Sailing Holland

What comes to mind when someone mentions Holland? Tulips, canals, famous artists? For us, today, it meant sailing. After helping the small crew raise three huge sails, we felt our three-masted schooner rock gently underfoot. Soon we were scooting briskly downwind with a following sea. Texel, here we come!

Texel is an island north of Holland, bordering the North Sea, where we are spending the night. “We” is a group of four girlfriends from the Washington DC area who decided this is the best way to see Holland in the spring. We first spent two days touring Amsterdam and are now embarked on an 8-day “Bike-and-Sail” on board the Mare fan Fryslan with eight other adventurous tourists. It’s our 3rd night on board. We’ve biked one day and sailed one day. Tomorrow, we face strong winds in a bike tour of this island that seems owned by the sheep. Stay tuned. See captions below. (I’m doing this post by phone so please forgive any typos.)

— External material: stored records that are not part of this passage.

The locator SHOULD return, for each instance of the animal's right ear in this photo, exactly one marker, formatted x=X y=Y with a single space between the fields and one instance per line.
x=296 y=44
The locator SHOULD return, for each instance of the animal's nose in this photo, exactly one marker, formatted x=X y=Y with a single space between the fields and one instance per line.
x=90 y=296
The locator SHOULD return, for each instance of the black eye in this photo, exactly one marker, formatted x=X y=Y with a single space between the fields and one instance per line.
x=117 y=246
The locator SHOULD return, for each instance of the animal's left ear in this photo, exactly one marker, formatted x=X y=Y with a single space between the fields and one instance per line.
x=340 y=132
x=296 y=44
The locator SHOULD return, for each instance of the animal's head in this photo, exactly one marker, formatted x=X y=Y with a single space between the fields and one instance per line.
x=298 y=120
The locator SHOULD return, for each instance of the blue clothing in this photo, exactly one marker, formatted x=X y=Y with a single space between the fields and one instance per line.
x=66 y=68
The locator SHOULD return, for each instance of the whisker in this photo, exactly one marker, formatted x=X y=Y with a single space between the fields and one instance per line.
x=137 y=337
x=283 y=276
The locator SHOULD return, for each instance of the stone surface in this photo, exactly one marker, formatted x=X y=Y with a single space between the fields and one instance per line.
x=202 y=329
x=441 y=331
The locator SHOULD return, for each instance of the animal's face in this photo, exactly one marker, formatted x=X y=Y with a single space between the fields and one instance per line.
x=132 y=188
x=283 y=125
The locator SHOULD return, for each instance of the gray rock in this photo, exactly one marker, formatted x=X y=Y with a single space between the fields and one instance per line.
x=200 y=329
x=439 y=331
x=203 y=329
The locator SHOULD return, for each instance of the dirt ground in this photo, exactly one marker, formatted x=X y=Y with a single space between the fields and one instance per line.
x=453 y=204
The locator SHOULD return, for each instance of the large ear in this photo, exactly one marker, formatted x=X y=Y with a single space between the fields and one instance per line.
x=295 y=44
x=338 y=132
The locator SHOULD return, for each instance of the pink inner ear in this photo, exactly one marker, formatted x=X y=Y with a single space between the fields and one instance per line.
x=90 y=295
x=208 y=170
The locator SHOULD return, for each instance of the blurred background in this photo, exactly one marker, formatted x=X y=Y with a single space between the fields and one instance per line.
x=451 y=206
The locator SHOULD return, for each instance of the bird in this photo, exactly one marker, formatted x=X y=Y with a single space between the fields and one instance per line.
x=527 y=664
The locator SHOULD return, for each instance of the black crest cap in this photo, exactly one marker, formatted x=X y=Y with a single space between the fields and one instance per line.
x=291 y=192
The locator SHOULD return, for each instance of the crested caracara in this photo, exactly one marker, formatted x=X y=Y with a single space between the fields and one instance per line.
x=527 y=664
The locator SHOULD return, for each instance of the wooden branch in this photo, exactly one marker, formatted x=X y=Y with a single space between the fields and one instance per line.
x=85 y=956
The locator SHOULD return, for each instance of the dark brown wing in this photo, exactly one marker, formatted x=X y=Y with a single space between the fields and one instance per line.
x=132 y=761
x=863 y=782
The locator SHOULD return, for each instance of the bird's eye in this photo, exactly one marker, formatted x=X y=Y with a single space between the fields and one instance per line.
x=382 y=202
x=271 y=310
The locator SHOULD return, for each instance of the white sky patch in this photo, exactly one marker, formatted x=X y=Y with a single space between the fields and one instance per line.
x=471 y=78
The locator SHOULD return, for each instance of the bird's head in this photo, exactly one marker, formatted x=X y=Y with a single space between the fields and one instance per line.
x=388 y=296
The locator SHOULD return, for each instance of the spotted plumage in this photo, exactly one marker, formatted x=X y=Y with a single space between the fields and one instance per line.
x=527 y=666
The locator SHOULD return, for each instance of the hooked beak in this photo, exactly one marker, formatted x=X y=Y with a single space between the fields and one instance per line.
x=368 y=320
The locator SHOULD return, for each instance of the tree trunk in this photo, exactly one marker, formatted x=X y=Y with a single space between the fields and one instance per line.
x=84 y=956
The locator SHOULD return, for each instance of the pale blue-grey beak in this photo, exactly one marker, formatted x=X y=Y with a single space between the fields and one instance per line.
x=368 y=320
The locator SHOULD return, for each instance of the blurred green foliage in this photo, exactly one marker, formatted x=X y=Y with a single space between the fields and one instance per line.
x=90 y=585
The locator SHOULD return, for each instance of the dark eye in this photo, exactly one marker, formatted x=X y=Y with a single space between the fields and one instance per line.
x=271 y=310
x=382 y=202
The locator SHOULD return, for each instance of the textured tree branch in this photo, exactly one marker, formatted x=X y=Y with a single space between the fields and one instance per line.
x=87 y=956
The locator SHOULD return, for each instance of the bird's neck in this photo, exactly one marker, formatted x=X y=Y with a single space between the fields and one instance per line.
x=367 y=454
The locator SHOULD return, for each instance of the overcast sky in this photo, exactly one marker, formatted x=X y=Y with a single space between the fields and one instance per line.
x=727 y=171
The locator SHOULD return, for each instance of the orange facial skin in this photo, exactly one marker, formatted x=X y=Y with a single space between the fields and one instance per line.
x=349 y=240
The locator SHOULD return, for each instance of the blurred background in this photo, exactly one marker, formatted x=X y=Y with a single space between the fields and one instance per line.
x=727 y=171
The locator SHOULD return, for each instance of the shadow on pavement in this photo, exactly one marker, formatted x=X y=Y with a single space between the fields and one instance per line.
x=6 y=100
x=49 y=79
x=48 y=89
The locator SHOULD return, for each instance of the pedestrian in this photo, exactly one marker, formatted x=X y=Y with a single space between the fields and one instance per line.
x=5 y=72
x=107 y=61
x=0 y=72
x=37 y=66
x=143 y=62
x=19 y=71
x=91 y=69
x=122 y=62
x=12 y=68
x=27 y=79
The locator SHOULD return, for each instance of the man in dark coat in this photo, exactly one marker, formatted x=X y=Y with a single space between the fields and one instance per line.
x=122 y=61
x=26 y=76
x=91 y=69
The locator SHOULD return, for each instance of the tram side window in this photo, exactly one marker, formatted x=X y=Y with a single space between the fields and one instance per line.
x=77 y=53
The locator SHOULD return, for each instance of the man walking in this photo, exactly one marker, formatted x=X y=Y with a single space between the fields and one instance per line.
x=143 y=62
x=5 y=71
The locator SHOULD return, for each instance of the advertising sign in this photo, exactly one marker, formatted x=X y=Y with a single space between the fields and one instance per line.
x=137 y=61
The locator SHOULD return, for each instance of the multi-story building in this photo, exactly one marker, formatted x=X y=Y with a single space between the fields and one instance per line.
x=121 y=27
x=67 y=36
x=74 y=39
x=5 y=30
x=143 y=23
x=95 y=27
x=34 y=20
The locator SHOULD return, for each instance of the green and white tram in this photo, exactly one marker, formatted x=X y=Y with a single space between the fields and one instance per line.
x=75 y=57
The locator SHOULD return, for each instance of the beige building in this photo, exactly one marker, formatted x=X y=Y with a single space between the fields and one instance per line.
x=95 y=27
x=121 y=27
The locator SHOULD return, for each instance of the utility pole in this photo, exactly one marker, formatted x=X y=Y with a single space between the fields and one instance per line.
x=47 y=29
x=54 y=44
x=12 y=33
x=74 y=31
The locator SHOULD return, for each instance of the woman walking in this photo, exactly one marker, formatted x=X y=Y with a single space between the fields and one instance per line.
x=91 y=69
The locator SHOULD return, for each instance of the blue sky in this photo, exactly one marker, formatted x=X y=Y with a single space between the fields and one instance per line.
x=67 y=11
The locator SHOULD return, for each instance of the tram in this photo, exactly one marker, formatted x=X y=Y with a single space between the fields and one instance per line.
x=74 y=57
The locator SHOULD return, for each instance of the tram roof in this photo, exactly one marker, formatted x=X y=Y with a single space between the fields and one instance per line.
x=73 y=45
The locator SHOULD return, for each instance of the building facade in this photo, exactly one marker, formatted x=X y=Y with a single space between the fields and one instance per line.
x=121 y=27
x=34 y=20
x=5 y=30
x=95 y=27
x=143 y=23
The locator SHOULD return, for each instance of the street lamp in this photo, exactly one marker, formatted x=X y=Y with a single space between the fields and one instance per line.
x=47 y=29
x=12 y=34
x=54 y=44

Andrea, Susan, June and I prepare to board the boat. We took a tram and then a bus from our hotel to the dock, in Saturday crowds, muscling our luggage the whole way.
This 177′ boat was originally a cargo ship. With 14 cabins, it can fit more than 22 passengers but has only 14 on this trip, its maiden voyage of the year. (Read more about the boat here.)
Our touring group includes people from the UK, Canada, Singapore and the US. Our guide Tom (center front) is Dutch. Naturally! (I’m missing from this photo because I’m taking it.)
We boarded the boat in Amsterdam and are now on Texel Island.
During our 1st day on board, we got acquainted with our 7-speed bikes, lined up here next to the boat awaiting their first excursion
Our first stop was the town of Volendam, a Catholic holdover from the days of the Protestant Reformation. Like other countries in Europe, there is so much history here from both religious wars and world wars.
On our 2nd day, we arrived by bike in the charming town of Hoorn just in time to join the local population in the square on a sunny Easter Sunday.
Biking is a form of transportation more than a sport in Holland And it’s not only young people. This white-haired man is pushing something large.
Susan is wearing the bright yellow vest because she played sweep, taking the back, on our 1st bike ride.
See the 2nd house from the right? How it’s leaning forward? Dutch homes are often built deliberately this way. Some say it’s to help move furniture to upper floors. Some, to help rain fall off the roof
Some, to make the house look bigger.
We’ve gone through three locks so far and passed by a 30-mile-wide dam. The Dutch sure know how to manage water.
We hoisted three of the boat’s four sails today. It wasn’t easy.
Here, Susan is trying to help me by adding her weight to mine to get the crank to move. The higher up the sail went, the harder it was to raise.
David from Canada, Nikki from the U.K. and Randy from Georgia join me in admiring the sails aloft. (My hands are still on the crank.)
After we raised the sails, we also helped to trim them. They are such big sails, it took several people on the line – including First Mate Marvin, in the black hat.
Evenings on board are spent playing cards in the dining area…
….or visiting in the bar…
…or enjoying the hot tub. (I’ve never seen a hot tub on a sailing vessel before!)
Tonight, on the island of Texel. We expect to see a lot more sheep as the boat heads south.

5 thoughts on “Sailing Holland

  1. Have a wonderful experience, Mary! You have an adventurous spirit and a strong constitution. But raising that sail requires some help!